Top UN Humanitarian Aid Official Sounds Alarm Over World Inaction on Darfur

New York, May 4 2006 4:00PM

With renewed carnage in Sudan’s Darfur region spilling into Chad and displacing hundreds thousands more in the past few months, the United Nations top relief official today warned that humanitarian disaster there was imminent if the world did not take quick strong action to get aid in, protect the population and secure a political settlement that stopped the violence once and for all.

“If we are to avoid an imminent, massive loss of life, we need immediate action – from the government of Sudan, the rebels, U.N. Security Council members and donor governments,” Jan Egeland the Under-Secretary-General for Humanitarian Affairs and Emergency Relief Coordinator wrote in an editorial published in The Wall Street Journal on the eve of his first visit to the strife-torn region since being blocked from visiting by the Government during his trip to Africa last month.

Mr.

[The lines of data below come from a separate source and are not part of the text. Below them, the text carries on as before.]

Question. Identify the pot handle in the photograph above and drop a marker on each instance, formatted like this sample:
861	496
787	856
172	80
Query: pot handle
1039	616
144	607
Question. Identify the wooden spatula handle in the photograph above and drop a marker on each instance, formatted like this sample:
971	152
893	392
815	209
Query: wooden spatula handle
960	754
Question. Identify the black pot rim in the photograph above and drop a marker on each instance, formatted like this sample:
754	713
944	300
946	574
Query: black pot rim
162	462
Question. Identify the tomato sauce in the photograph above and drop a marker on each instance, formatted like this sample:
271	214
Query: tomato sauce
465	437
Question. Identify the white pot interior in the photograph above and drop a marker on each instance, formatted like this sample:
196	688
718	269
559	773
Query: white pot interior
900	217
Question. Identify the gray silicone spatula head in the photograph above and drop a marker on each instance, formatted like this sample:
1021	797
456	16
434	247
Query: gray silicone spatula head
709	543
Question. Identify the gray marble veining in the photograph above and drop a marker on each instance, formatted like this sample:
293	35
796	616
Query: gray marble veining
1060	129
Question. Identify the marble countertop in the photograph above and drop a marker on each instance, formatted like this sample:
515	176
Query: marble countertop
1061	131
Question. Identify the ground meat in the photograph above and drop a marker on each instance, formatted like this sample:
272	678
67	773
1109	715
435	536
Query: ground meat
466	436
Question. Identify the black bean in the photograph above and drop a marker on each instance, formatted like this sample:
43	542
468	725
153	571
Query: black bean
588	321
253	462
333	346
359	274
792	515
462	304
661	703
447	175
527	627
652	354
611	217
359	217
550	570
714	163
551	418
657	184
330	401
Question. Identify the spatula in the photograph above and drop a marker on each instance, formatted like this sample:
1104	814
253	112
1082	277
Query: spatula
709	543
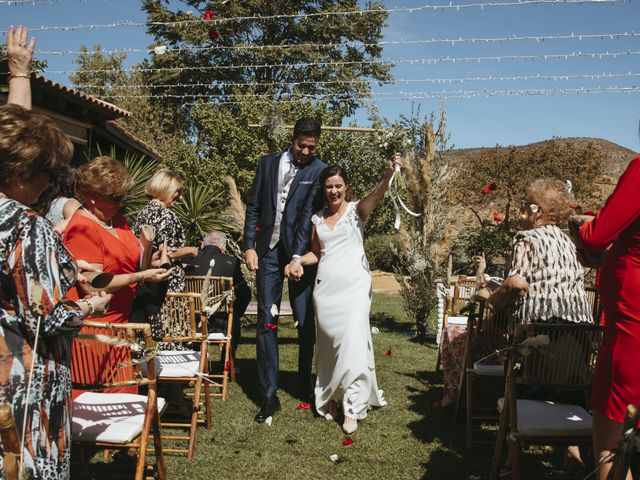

Egeland said over the last two years, there had been huge progress on the humanitarian front in Darfur that was now in danger of being swept away by renewed violence from all sides, increased obstructionism from the Sudanese Government and a dwindling of funding from donors.

“In 2004, we had only 230 relief workers on the ground to assist 350,000 people. Today we help ten times that number – half of Darfur’s population,” he wrote. “Working together, U.N. agencies and NGOs have reduced deaths among those displaced in Darfur by two-thirds from their 2004 levels while halving malnutrition rates in 2005.”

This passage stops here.